Dataset Copying and Synchronization¶
Deep Lake allows copying and synchronizing datasets across different storage locations. This functionality is needed for the following use cases:
- Moving datasets between cloud providers
- Creating local copies of cloud datasets for faster access
- Backing up datasets to different storage providers
- Maintaining synchronized dataset replicas
Copying Datasets¶
Copy a dataset to a new location while preserving all data, metadata, and version history:
# Copy between storage providers
deeplake.copy(
src="s3://source-bucket/dataset",
dst="gcs://dest-bucket/dataset",
dst_creds={"credentials": "for-dest-storage"}
)
# Create local copy of cloud dataset
deeplake.copy(
src="al://org/dataset",
dst="./local/dataset"
)
Dataset Synchronization¶
Pull Changes¶
Sync a dataset with its source by pulling new changes:
# Create dataset copy
deeplake.copy("s3://source/dataset", "s3://replica/dataset")
replica_ds = deeplake.open("s3://replica/dataset")

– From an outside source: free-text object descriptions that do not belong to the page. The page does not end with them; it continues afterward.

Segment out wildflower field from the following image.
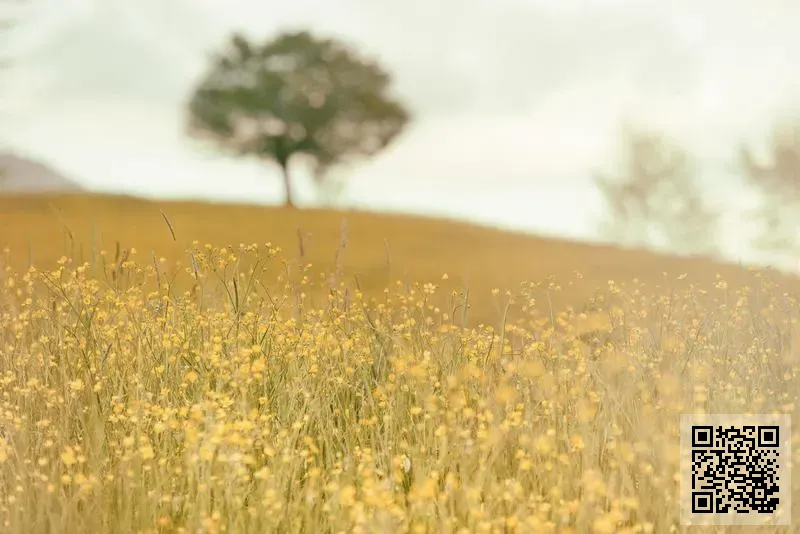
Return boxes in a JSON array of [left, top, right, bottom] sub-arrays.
[[1, 194, 800, 533]]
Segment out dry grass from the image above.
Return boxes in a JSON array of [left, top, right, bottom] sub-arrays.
[[1, 193, 797, 325], [0, 193, 799, 532]]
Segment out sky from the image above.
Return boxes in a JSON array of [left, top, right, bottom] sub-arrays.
[[2, 0, 800, 268]]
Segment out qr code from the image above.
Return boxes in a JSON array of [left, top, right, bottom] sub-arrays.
[[681, 414, 791, 526]]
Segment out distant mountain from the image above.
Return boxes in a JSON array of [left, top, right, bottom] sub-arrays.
[[0, 152, 83, 193]]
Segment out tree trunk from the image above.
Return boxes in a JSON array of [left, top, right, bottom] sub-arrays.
[[280, 161, 295, 208]]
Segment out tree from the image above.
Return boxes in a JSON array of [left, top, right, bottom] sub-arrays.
[[595, 125, 719, 256], [739, 120, 800, 258], [186, 30, 410, 208]]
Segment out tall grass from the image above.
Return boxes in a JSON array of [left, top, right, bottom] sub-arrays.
[[0, 243, 798, 533]]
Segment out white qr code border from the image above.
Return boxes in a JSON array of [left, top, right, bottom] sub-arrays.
[[680, 414, 792, 526]]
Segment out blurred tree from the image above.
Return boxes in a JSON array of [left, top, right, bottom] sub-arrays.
[[187, 31, 410, 208], [595, 126, 720, 256], [740, 121, 800, 256]]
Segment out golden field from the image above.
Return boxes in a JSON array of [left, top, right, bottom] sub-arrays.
[[2, 193, 799, 326], [1, 193, 799, 533]]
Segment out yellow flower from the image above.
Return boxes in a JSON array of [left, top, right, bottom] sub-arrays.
[[139, 445, 155, 460], [423, 283, 437, 295], [569, 434, 585, 451], [413, 477, 438, 501], [576, 399, 598, 423], [61, 447, 77, 466], [251, 357, 266, 374], [534, 435, 553, 455], [494, 384, 517, 404], [339, 485, 357, 507]]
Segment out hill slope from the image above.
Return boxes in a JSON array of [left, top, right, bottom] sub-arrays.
[[0, 193, 796, 324], [0, 152, 84, 193], [0, 152, 83, 193]]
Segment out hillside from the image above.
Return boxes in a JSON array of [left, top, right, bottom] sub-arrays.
[[0, 152, 84, 193], [1, 192, 797, 325]]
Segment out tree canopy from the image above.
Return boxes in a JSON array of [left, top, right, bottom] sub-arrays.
[[740, 121, 800, 255], [187, 30, 410, 207], [595, 126, 719, 257]]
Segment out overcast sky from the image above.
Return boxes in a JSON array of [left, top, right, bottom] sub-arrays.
[[2, 0, 800, 267]]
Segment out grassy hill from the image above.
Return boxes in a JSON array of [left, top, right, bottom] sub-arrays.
[[1, 193, 798, 325]]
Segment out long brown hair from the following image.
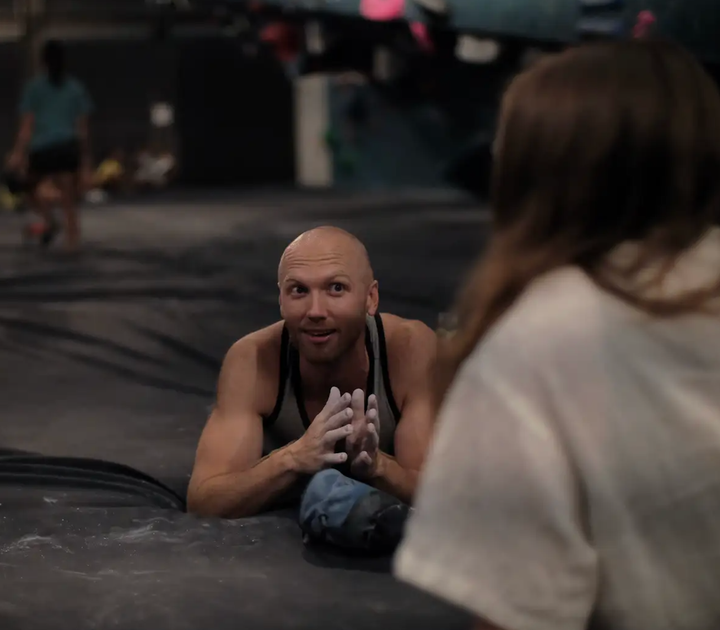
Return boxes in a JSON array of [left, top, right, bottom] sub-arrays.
[[436, 39, 720, 406]]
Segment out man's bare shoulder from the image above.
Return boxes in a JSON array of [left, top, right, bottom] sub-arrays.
[[226, 322, 284, 364], [379, 313, 437, 408], [222, 322, 285, 416], [379, 313, 436, 357]]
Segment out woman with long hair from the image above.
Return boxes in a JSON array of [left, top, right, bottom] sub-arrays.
[[9, 39, 93, 253], [394, 40, 720, 630]]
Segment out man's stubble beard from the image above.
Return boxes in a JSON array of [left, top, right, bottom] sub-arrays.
[[299, 320, 366, 367]]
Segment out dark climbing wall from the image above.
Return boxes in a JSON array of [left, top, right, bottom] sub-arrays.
[[636, 0, 720, 63], [266, 0, 720, 62], [174, 37, 295, 186], [328, 56, 513, 191], [2, 39, 169, 161], [63, 39, 172, 160], [329, 83, 448, 190], [5, 36, 295, 185], [44, 0, 151, 19], [0, 43, 25, 155]]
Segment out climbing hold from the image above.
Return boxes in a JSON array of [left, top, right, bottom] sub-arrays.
[[455, 35, 500, 64], [633, 10, 656, 39], [412, 0, 448, 16], [360, 0, 405, 22], [409, 22, 434, 52], [576, 15, 625, 38], [324, 127, 342, 150]]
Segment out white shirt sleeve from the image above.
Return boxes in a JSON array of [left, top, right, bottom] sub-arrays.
[[394, 333, 598, 630]]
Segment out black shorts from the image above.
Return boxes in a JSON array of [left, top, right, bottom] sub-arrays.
[[28, 139, 81, 179]]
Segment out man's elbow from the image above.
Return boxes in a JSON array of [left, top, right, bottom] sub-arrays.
[[185, 478, 258, 520], [186, 493, 238, 519], [185, 482, 216, 517], [186, 480, 230, 519]]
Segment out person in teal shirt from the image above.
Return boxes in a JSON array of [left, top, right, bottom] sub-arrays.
[[9, 39, 93, 253]]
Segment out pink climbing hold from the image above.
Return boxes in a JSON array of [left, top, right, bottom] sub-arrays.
[[360, 0, 406, 21], [410, 22, 434, 52], [633, 10, 656, 39]]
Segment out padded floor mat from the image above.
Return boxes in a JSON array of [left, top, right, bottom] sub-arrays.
[[0, 189, 487, 630], [0, 509, 472, 630]]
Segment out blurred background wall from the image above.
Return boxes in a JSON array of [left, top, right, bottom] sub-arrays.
[[0, 0, 717, 198]]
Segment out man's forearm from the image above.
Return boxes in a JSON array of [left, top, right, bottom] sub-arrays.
[[187, 444, 303, 519], [370, 452, 419, 505]]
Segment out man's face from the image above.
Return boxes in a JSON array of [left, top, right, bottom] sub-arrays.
[[279, 251, 378, 364]]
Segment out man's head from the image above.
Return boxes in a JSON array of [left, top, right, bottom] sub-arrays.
[[278, 226, 379, 364], [42, 40, 66, 86]]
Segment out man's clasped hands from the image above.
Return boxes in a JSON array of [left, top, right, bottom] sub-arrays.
[[287, 387, 381, 480]]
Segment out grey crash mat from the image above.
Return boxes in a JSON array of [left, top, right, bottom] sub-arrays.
[[0, 507, 472, 630]]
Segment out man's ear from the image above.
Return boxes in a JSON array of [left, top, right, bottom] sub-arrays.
[[366, 280, 379, 316]]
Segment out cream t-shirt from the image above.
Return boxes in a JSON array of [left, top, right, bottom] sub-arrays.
[[395, 229, 720, 630]]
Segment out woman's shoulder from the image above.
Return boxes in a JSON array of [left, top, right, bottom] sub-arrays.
[[450, 267, 603, 411], [467, 266, 608, 374], [498, 267, 604, 341]]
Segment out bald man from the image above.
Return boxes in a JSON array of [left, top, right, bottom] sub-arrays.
[[187, 227, 437, 519]]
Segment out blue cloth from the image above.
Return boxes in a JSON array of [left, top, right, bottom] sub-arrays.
[[19, 75, 93, 152], [299, 469, 410, 554]]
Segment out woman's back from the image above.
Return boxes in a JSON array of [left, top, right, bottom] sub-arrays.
[[396, 39, 720, 630], [397, 228, 720, 630], [20, 74, 91, 152], [397, 41, 720, 630], [492, 229, 720, 629]]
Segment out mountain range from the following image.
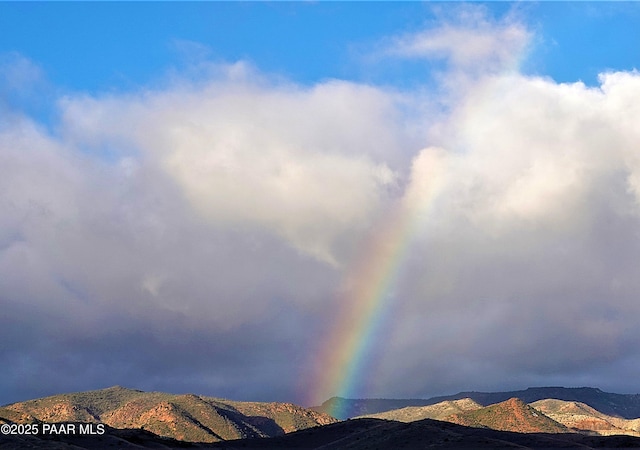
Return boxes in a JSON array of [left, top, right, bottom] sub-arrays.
[[358, 396, 640, 437], [531, 398, 640, 436], [4, 386, 640, 449], [0, 385, 335, 443], [314, 386, 640, 420]]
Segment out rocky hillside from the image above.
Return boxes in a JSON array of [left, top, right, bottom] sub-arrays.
[[0, 386, 336, 443], [356, 396, 640, 437], [429, 386, 640, 419], [532, 398, 640, 436], [317, 386, 640, 420], [445, 398, 569, 434]]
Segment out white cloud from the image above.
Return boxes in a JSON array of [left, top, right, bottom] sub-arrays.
[[363, 67, 640, 397], [0, 53, 45, 92], [59, 75, 409, 265], [383, 5, 531, 75], [442, 73, 640, 227]]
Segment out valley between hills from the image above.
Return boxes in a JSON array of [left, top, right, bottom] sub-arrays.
[[3, 386, 640, 449]]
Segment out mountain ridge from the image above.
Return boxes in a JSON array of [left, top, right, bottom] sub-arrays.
[[445, 397, 569, 433], [531, 398, 640, 436], [314, 386, 640, 420], [0, 385, 336, 443], [354, 398, 483, 422], [5, 386, 640, 448]]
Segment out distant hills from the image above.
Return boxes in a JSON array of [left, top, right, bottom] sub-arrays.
[[314, 397, 434, 420], [356, 398, 482, 422], [358, 397, 569, 434], [440, 397, 569, 433], [0, 385, 335, 443], [356, 396, 640, 438], [429, 387, 640, 419], [314, 386, 640, 420], [531, 398, 640, 436]]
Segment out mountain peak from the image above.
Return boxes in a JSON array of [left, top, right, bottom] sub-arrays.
[[445, 397, 569, 433]]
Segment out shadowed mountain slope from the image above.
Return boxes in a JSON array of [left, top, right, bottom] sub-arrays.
[[0, 423, 215, 449], [0, 386, 336, 443], [4, 416, 640, 449], [209, 417, 640, 449]]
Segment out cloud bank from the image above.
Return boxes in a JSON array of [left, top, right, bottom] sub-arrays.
[[2, 8, 640, 406]]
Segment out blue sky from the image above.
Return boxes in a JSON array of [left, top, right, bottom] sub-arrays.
[[2, 2, 640, 93], [3, 2, 640, 407]]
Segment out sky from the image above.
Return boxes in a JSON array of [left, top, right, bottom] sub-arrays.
[[2, 2, 640, 408]]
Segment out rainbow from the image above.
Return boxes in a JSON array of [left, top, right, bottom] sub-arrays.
[[308, 148, 448, 418]]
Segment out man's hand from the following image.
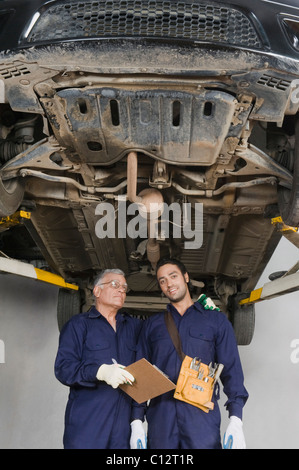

# Later, pull new changes from source
replica_ds.pull(
url="s3://source/dataset",
creds={"aws_access_key_id": "key", "aws_secret_access_key": "secret"}
)
# Pull changes asynchronously
async def pull_async():
await replica_ds.pull_async("s3://source/dataset")
Push Changes¶
Push local changes to another dataset location:
# Make changes to dataset
ds.append({"images": new_images})
ds.commit()
# Push changes to replica
ds.push(
url="s3://replica/dataset",
creds={"aws_access_key_id": "key", "aws_secret_access_key": "secret"}
)
# Push changes asynchronously
async def push_async():
await ds.push_async("s3://replica/dataset")
Synchronization Example¶
# Initial dataset creation
source_ds = deeplake.create("s3://bucket/source")
source_ds.add_column("images", deeplake.types.Image())
source_ds.commit()
# Create replica
deeplake.copy(
src="s3://bucket/source",
dst="gcs://bucket/replica"
)
replica_ds = deeplake.open("gcs://bucket/replica")
# Add data to source
source_ds.append({"images": batch1})
source_ds.commit()
# Sync replica with source
replica_ds.pull("s3://bucket/source")
# Add data to replica
replica_ds.append({"images": batch2})
replica_ds.commit()
# Push replica changes back to source
replica_ds.push("s3://bucket/source")
Summary¶
- Copying the dataset preserves all data, metadata, and version history
- Push/pull synchronizes only the changes between datasets
- Copy/sync works across different storage providers - s3, gcs, azure, local, etc.